I just purchased a Panasonic Class 720pi HDTV. I am trying to connect my laptop to it and view the it on the tv screen. I purchased a VGA to HDMI converter, plugged in the appropriate cables, put the channel to the HDMI input, but NOTHING is coming on the screen. 

The computer recognizes the VGA output, and all cables, on the tv and the computer, are connected. Probably goes without saying, but I did convert the laptop to VGA mode by pressing Fn+F7 (so that's not the stupid mistake that's being made here).
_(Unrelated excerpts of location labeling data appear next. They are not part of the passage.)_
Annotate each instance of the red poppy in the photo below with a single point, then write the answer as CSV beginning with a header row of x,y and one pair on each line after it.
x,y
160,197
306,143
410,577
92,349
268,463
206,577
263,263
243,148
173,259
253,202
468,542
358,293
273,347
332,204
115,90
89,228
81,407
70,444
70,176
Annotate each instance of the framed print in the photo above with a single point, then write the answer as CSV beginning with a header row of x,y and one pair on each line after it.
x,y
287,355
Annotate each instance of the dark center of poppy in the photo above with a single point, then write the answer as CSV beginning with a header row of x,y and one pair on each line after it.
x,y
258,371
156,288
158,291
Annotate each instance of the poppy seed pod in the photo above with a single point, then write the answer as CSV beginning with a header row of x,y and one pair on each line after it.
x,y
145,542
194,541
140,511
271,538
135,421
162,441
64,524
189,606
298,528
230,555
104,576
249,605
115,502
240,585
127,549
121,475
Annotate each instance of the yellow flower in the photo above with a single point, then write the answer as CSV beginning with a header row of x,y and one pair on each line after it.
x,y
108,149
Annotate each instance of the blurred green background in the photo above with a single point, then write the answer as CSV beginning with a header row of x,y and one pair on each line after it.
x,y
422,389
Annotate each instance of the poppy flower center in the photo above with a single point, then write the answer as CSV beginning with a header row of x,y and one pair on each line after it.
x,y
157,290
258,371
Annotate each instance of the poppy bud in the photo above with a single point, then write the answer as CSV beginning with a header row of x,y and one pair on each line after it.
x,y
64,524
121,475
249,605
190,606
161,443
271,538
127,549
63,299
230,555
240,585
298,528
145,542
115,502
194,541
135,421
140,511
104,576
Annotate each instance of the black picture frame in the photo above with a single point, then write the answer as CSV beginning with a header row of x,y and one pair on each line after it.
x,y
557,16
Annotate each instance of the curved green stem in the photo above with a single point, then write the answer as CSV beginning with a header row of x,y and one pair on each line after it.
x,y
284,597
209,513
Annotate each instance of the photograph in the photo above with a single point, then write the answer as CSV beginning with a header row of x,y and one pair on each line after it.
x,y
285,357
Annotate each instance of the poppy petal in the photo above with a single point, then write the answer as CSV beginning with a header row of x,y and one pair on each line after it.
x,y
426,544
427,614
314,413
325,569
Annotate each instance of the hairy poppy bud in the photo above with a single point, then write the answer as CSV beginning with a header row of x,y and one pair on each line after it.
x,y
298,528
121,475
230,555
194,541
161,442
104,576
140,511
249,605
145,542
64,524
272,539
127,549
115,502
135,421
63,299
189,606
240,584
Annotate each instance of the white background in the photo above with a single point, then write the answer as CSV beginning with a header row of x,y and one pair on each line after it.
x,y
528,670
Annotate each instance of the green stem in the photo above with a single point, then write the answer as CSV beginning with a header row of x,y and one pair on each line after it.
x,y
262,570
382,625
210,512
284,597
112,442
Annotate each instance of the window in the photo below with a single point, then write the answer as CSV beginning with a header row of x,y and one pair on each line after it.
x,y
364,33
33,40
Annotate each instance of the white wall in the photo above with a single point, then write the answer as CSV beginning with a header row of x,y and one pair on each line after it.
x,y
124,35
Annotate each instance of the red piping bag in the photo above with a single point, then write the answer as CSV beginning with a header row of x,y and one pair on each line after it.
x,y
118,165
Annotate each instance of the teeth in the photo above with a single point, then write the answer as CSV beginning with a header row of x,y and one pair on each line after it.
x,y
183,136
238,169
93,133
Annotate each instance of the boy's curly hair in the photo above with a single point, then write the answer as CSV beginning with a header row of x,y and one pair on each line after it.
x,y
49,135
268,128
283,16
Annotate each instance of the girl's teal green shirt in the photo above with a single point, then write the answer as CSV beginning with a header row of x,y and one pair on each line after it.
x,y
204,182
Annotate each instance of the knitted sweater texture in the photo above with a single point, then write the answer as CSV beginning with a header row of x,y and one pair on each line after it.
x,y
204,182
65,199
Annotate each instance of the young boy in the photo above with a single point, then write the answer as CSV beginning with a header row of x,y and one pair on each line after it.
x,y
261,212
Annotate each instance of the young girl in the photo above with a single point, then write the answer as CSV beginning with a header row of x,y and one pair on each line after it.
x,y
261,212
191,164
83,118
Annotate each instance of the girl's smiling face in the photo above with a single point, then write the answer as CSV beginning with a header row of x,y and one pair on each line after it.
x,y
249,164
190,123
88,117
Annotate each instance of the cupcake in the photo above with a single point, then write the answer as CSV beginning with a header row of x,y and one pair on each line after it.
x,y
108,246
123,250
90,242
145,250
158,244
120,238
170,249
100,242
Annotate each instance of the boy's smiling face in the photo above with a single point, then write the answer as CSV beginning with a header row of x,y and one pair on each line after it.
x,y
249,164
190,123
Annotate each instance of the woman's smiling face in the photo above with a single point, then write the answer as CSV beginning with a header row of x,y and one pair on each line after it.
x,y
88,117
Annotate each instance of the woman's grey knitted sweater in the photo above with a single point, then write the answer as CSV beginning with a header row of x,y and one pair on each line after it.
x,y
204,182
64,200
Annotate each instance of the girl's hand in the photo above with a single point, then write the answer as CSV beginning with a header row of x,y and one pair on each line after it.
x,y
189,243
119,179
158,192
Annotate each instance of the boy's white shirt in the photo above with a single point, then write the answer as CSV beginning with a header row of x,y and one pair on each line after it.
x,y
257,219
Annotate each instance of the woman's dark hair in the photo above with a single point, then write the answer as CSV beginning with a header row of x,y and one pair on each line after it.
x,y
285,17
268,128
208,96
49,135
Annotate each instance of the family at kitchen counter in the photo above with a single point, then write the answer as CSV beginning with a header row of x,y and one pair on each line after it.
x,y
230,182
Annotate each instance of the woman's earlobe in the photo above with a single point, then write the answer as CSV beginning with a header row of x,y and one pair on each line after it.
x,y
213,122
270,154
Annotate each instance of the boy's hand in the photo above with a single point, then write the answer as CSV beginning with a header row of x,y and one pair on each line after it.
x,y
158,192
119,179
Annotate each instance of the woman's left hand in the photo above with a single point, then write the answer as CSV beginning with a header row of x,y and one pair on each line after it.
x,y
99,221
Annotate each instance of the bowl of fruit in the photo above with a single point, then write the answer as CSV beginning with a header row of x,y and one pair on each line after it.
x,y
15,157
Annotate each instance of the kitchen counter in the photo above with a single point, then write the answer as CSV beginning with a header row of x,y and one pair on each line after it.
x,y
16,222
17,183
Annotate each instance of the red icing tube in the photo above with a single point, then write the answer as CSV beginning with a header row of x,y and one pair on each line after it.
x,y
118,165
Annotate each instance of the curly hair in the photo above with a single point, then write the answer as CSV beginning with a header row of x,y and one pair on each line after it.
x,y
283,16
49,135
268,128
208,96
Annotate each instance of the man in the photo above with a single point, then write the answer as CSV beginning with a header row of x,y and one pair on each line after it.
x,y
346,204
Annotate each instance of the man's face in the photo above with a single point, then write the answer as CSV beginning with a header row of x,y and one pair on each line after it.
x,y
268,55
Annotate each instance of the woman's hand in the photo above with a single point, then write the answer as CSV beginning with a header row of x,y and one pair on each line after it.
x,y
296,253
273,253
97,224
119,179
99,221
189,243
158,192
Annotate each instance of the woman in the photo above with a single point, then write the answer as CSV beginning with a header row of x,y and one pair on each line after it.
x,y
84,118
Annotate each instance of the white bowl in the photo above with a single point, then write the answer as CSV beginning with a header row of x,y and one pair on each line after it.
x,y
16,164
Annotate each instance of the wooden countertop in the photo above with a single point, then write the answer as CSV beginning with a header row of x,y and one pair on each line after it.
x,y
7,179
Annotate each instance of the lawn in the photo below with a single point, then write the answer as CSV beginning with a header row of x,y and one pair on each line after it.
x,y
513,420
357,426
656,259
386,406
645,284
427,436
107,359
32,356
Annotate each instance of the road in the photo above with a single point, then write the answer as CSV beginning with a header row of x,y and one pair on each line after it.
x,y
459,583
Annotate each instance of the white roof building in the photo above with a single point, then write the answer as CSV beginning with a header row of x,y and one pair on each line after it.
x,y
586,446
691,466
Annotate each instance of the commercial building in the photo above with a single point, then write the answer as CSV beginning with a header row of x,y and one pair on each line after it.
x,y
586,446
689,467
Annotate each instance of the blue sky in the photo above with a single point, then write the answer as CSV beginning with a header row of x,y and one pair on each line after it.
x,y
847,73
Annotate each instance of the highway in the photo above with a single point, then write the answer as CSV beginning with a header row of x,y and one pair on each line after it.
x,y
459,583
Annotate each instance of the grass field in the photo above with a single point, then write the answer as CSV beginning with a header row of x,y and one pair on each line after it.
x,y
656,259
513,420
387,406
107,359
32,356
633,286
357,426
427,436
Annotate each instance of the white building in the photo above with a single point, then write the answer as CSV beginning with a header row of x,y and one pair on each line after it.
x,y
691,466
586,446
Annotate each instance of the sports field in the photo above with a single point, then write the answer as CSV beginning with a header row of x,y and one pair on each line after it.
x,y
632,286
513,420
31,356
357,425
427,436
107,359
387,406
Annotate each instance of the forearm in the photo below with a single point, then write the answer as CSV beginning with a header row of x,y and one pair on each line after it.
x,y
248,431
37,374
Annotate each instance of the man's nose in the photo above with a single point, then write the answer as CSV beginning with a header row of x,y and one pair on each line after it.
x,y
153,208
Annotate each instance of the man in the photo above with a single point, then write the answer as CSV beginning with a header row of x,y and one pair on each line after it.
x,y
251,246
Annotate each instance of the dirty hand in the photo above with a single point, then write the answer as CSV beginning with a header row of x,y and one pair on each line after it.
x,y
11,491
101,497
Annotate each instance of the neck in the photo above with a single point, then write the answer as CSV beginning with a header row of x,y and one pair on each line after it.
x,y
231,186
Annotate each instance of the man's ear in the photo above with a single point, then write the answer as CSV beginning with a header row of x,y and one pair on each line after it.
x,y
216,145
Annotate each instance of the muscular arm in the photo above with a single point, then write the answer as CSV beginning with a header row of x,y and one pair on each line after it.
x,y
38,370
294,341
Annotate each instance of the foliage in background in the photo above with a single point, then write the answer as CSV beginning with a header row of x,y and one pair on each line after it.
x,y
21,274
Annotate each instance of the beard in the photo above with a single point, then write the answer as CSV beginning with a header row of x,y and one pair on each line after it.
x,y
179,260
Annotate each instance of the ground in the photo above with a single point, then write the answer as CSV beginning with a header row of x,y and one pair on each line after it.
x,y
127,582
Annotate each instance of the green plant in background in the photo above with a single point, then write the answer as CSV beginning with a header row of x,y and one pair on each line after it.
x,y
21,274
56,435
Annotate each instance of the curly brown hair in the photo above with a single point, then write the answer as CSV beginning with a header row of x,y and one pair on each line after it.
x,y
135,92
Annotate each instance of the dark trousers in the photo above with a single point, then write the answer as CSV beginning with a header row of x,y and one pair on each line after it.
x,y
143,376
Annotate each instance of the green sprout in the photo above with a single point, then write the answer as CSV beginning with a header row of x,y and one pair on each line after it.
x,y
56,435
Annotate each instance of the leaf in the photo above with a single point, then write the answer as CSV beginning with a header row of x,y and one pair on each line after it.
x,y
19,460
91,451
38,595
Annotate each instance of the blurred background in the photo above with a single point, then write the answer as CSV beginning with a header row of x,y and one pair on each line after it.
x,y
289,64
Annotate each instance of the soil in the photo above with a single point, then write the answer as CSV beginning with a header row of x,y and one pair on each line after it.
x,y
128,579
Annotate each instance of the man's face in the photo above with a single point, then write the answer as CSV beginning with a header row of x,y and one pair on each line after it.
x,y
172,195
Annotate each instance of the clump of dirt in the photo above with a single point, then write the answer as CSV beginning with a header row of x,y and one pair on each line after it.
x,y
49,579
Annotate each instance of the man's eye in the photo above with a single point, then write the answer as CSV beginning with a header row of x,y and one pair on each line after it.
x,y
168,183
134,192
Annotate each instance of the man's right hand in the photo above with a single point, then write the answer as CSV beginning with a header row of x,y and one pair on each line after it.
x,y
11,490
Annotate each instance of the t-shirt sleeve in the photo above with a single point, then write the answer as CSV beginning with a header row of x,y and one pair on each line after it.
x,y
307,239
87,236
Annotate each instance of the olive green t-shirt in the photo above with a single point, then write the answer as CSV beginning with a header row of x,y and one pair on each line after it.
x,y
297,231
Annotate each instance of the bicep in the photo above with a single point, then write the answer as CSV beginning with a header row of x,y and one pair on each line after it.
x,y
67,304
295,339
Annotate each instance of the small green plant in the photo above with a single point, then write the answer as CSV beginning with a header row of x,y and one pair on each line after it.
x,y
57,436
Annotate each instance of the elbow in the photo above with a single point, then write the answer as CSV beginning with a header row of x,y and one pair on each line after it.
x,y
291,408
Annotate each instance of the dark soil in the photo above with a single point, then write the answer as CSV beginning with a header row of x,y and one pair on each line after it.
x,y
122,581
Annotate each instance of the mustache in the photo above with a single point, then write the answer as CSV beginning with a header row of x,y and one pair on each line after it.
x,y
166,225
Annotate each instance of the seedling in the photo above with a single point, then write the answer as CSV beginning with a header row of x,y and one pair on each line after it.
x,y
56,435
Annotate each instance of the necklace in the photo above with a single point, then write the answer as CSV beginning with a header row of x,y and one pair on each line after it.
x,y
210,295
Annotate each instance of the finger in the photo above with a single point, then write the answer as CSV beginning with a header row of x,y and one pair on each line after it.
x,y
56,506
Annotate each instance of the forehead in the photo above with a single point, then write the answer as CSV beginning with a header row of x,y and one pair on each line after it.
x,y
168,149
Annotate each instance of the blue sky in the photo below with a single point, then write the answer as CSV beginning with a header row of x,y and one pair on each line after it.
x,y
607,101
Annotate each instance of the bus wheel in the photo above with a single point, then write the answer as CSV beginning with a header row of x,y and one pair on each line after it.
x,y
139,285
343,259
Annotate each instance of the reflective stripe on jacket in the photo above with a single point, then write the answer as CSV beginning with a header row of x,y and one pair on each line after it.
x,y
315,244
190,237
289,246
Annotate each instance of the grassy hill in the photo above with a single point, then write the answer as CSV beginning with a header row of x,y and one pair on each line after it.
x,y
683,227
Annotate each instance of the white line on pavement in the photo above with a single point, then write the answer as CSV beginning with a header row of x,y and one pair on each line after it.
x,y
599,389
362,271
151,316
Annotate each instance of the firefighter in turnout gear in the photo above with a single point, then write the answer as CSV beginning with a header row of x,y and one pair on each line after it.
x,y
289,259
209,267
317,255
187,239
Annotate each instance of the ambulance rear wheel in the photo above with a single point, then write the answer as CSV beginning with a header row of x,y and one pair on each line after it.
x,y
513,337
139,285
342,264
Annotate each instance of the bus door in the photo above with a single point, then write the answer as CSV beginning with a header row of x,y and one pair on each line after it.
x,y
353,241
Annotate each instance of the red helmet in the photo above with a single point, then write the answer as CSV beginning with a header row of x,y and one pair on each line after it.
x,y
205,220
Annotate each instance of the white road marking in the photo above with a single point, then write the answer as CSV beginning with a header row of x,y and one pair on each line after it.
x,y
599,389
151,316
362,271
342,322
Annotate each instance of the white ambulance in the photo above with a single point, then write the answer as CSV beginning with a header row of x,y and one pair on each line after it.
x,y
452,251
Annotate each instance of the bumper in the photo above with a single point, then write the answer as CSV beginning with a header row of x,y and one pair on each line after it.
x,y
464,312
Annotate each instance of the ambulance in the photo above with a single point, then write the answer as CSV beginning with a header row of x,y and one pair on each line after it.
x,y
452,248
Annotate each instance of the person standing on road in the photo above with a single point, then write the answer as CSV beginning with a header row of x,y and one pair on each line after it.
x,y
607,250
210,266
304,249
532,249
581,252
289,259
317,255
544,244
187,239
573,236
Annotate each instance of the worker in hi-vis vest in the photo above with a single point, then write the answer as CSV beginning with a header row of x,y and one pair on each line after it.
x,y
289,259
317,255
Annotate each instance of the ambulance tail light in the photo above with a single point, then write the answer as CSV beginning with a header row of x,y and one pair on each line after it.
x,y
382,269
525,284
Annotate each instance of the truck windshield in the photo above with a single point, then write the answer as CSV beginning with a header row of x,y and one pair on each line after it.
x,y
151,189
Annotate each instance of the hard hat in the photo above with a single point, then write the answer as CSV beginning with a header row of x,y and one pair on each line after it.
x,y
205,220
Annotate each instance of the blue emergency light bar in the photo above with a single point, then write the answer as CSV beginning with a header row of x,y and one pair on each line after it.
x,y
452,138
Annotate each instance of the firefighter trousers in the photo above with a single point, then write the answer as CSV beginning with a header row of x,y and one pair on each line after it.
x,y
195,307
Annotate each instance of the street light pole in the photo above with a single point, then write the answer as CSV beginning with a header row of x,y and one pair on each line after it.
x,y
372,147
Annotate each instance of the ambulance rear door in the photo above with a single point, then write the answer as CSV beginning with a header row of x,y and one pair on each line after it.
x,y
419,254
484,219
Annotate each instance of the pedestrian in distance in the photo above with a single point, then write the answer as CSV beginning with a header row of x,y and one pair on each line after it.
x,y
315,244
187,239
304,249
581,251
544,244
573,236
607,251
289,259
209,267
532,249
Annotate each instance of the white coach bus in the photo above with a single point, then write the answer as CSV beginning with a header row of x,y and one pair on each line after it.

Would it be an issue with my video card? My laptop has a Mobile Intel(R) 965 Express Chipset. Or do I need to do something to my settings to configure the use of my HDTV with my laptop (Sony Vaio)?


----------



## usasma (Apr 11, 2009)

Your laptop may not support the resolutions needed for the HDMI.
But, the first thing to check would the be VGA to HDMI converter.
Could you provide a link to the one that you're using?


----------



## Marce1184 (Jun 25, 2009)

Here is the converter I'm using:

http://manhattan-products.com/en-US/products/8155-vga-to-hdmi-converter


----------



## Marce1184 (Jun 25, 2009)

I figured out what the problem was - that converter doesn't work. Now, I don't know if it's the fact that it's a VGA to HDMI converter, or that fact that it's that particular converter that's failing, because I got a VGA to Video link converter, and it works perfectly. It's also Manhattan products, so I don't think it's the brand. All I know is that after I couldn't get the first converter working, I called up my tech guy, and he couldn't figure out what was wrong either.

So - if you encounter the same problem I did, get yourself a new converter.


----------



## dai (Jul 2, 2004)

does your tv have a vga port

some will only work through the vga connection check the tv manual


----------